Act now to stay on the EU market after the UK’s withdrawal
Helsinki, 8 February 2019 – ECHA recommends companies to prepare for a ‘no deal’ scenario ahead of the UK’s withdrawal on 30 March 2019.
With continued political uncertainty regarding the withdrawal agreement, the Agency urges companies to act now to continue complying with their obligations under the REACH; Classification, Labelling and Packaging (CLP); Prior Informed Consent (PIC); and Biocidal Products (BPR) regulations.
To keep substances that are registered under REACH legally on the EU-27/EEA market, UK-based manufacturers and formulators can either transfer their business to, or appoint an only representative in, one of the EU-27/EEA countries.

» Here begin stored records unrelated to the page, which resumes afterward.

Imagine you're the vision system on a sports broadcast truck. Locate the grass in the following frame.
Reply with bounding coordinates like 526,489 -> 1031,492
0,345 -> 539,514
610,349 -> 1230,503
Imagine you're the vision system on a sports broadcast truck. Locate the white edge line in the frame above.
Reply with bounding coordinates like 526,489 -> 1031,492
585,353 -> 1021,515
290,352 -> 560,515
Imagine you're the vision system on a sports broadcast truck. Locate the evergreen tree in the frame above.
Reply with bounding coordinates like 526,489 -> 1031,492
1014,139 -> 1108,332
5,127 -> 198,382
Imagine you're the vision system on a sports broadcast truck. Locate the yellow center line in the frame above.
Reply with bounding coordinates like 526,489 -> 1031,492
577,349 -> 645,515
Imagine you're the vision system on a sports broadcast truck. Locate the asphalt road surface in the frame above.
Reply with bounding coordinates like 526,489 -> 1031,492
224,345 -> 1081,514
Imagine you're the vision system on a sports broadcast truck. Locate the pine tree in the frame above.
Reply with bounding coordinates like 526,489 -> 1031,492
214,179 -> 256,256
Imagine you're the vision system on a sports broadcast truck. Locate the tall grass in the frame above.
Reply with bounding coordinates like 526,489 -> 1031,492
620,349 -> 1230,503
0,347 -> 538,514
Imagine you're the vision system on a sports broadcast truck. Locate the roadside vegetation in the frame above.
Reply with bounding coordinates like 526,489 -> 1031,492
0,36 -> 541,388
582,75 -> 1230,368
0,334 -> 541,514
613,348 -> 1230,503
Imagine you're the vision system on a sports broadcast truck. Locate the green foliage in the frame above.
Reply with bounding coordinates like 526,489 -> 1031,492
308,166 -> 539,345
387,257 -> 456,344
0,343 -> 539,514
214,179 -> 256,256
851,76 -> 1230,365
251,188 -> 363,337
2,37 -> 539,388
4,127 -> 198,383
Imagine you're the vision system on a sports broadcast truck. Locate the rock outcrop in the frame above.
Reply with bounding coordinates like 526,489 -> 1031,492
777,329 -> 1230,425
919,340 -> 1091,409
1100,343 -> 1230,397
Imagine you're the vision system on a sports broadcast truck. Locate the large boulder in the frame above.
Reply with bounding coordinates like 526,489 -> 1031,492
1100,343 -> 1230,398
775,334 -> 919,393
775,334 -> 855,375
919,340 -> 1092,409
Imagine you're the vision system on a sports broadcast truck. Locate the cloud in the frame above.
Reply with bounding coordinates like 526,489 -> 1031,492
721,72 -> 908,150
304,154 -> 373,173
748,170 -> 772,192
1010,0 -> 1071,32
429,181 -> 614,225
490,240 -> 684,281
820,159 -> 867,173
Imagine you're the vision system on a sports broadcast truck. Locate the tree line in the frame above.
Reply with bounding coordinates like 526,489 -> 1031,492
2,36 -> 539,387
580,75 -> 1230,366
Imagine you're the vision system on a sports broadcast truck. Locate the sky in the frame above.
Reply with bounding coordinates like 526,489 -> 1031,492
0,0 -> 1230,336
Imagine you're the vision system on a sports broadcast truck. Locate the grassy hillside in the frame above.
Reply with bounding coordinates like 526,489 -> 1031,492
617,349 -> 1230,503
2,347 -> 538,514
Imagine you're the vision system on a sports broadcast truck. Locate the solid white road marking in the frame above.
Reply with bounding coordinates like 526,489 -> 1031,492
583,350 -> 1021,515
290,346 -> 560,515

Subject to further developments, ECHA will open a ‘Brexit window’ in REACH-IT from 12 to 29 March, 24:00 hours CET (11 p.m. UK time) to enable UK-based companies to make these changes and transfer their REACH registrations. If an only representative is not appointed, the EU-27/EEA importers will have to submit their own registrations.

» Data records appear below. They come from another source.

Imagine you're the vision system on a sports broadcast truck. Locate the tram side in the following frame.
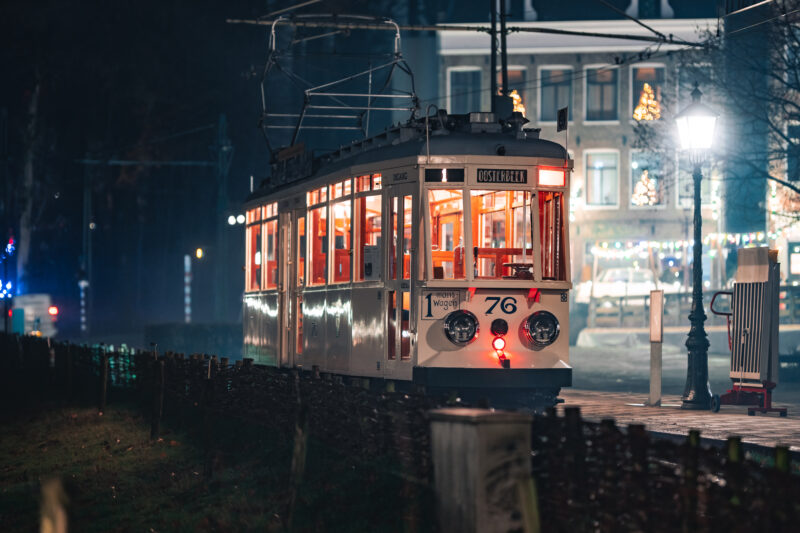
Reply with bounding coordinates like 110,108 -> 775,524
244,145 -> 571,404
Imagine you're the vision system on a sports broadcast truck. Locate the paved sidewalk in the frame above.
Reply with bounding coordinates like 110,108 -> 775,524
559,389 -> 800,452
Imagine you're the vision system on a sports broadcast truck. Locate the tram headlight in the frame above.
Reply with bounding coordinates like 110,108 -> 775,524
523,311 -> 560,348
444,309 -> 479,346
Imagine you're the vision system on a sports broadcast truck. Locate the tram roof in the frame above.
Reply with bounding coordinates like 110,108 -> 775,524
247,113 -> 567,202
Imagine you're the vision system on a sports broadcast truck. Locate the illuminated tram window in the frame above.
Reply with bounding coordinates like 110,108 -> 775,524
332,200 -> 351,283
245,224 -> 261,291
428,189 -> 464,279
308,206 -> 328,285
539,191 -> 567,281
262,219 -> 278,289
470,191 -> 533,279
402,196 -> 412,279
297,217 -> 306,287
355,195 -> 382,281
386,291 -> 397,360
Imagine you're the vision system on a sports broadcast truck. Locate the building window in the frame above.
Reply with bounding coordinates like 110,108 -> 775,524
631,66 -> 665,121
497,67 -> 528,116
631,152 -> 663,207
786,124 -> 800,182
586,152 -> 619,206
539,68 -> 572,122
448,68 -> 481,114
586,68 -> 619,121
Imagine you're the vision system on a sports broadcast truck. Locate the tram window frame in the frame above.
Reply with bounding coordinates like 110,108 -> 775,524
261,202 -> 280,291
423,183 -> 471,282
328,197 -> 353,285
468,186 -> 536,281
352,188 -> 386,283
245,206 -> 264,292
305,193 -> 330,287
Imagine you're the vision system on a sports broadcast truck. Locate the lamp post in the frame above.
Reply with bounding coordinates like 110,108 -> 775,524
675,83 -> 717,409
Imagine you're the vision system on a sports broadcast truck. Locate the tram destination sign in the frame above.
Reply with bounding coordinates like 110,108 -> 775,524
478,168 -> 528,183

Step-by-step instructions for using the ‘Brexit window’ are now available on ECHA’s web pages for the UK’s withdrawal from the EU. The pages also include a link to the European Chemical Industry Council’s (Cefic) recommended standard wording for the suspensive conditional clause to be used in contractual arrangements when appointing only representatives.
If a downstream user in one of the EU-27/EEA countries relies on REACH authorisations granted to a UK-based company, they need to make sure that there is another EU-27/EEA supplier with a valid authorisation for their use.
EU-27 companies will also need to notify their exports of hazardous substances regulated under the PIC Regulation when exporting to the UK. This will be done using the ePIC tool. The export notification in ePIC needs to be submitted 35 days before the export. ECHA will soon clarify how to deal with exports to the UK during the period right after the UK’s effective withdrawal.
Companies based in the EU-27/EEA will also need to prepare for placing substances on the UK market after 29 March, which will be governed by UK law. The UK Health and Safety Executive (HSE) has published respective guidance.
Further details, including a list of substances registered only by UK companies, are available on ECHA’s web pages for the UK’s withdrawal from the EU.